Wednesday, March 6, 2013

Theme- Romeo and Juliet Connection

            Though there are many themes in this book, one in particular stood out to me because it is similar to one revealed in Romeo and Juliet, which I am reading in English class. After stealing the basket of food from Otto Sturm and sharing it with the other thieves, Rudy and Liesel are walking to the Strums’ to return the basket. Death remarks that later on, though Rudy smiles now at his success at the expense of Otto, “In years to come, he would be a giver of bread, not a stealer−proof again of the contradictory human being. So much good, so much evil. Just add water” (Zusak 164). He is commenting on the fact that humans consist of both good and bad qualities and that everyone is a contradiction of himself or herself because no one is truly good or bad. Most people are good sometimes and bad sometimes, because both reside inside of them. The “just add water” means that all you have to do is add a certain circumstance or put the person in a certain situation for one to come out over the other. In Friar Laurence’s soliloquy in Romeo and Juliet, the Friar says something similar. When talking about plants and herbs, he says, “Within the infant rind of this weak flower / Poison hath residence and medicine power” (II.iii.23-24) meaning that both good and bad can reside in one thing, even something as simple as a flower.

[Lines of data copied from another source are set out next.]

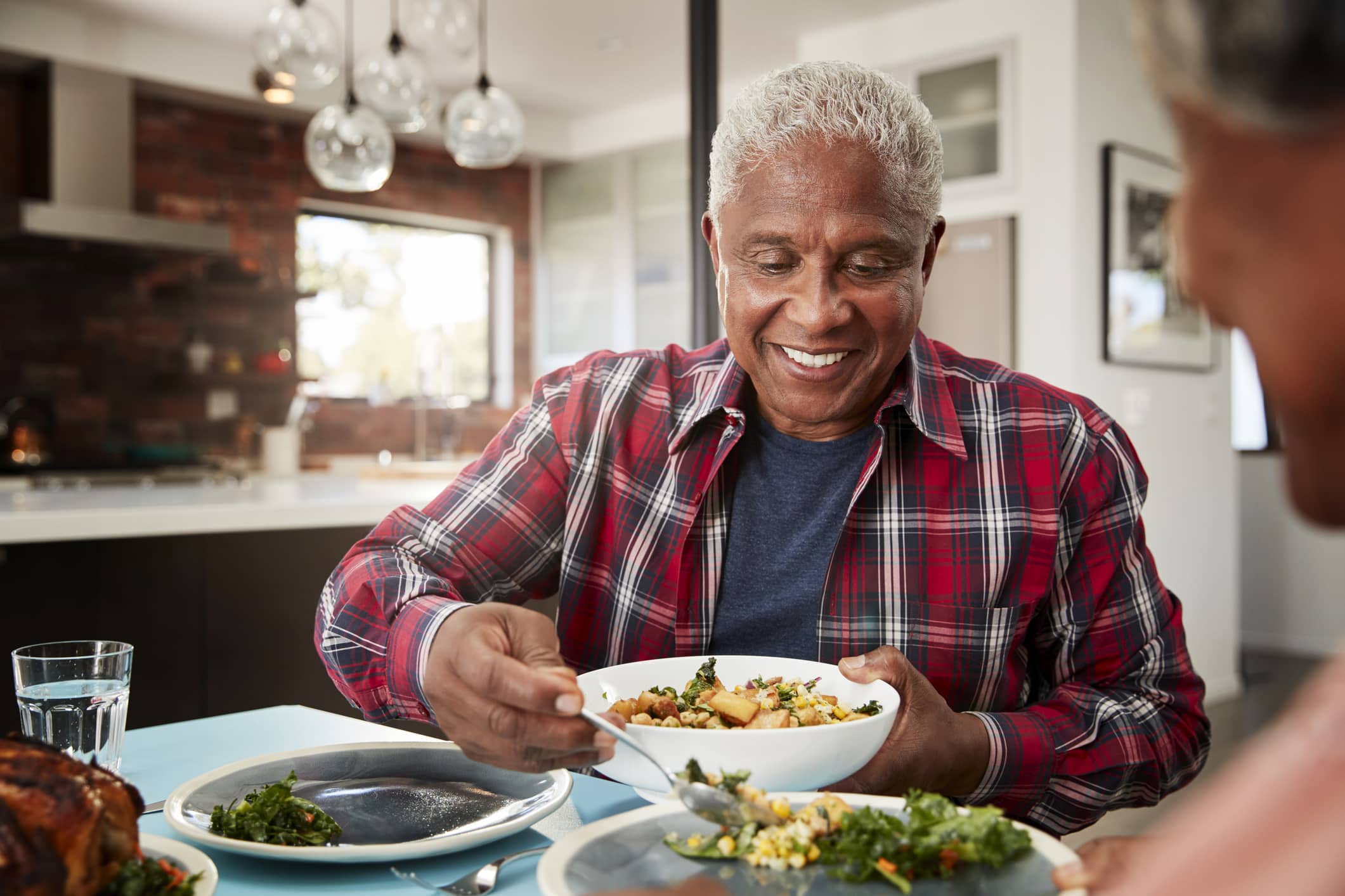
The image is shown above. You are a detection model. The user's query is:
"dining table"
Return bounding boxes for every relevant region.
[121,706,648,896]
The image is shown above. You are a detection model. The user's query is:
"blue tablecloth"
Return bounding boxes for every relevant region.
[121,706,648,896]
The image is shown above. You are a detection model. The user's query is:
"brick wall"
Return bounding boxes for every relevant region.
[0,90,533,468]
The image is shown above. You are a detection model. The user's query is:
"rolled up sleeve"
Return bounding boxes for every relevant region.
[967,425,1209,834]
[313,372,569,721]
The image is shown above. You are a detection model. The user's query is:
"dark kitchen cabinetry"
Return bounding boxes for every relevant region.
[0,528,374,730]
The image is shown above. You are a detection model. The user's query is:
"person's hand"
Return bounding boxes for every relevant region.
[422,602,621,772]
[827,647,990,796]
[1051,837,1150,893]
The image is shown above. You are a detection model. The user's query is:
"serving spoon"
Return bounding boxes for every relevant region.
[580,706,784,828]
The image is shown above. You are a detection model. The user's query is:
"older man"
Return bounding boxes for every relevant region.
[1057,0,1345,896]
[316,63,1208,831]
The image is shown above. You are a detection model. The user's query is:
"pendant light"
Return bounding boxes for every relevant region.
[253,0,341,90]
[444,0,523,168]
[355,0,438,133]
[405,0,476,59]
[304,0,396,192]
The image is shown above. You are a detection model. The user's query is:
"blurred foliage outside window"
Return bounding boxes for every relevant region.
[296,214,491,403]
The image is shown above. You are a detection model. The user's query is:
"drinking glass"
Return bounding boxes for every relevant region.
[12,640,133,772]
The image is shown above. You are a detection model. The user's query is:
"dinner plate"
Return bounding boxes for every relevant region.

He is using this as a metaphor for all things−we as humans tend to want to label things “good” or “bad” and not budge from our opinion. But what Shakespeare is trying to suggest is that all things have good and bad in them. There might be more of one than the other, but no one is truly entirely evil or purely good. Each person contains both, either showing depending on the circumstances. Both stories are saying that sometimes a person may act good in some situations and bad in others because everyone has both good and bad inside of them. I found it fascinating that both of the pieces of literature I was reading included this theme.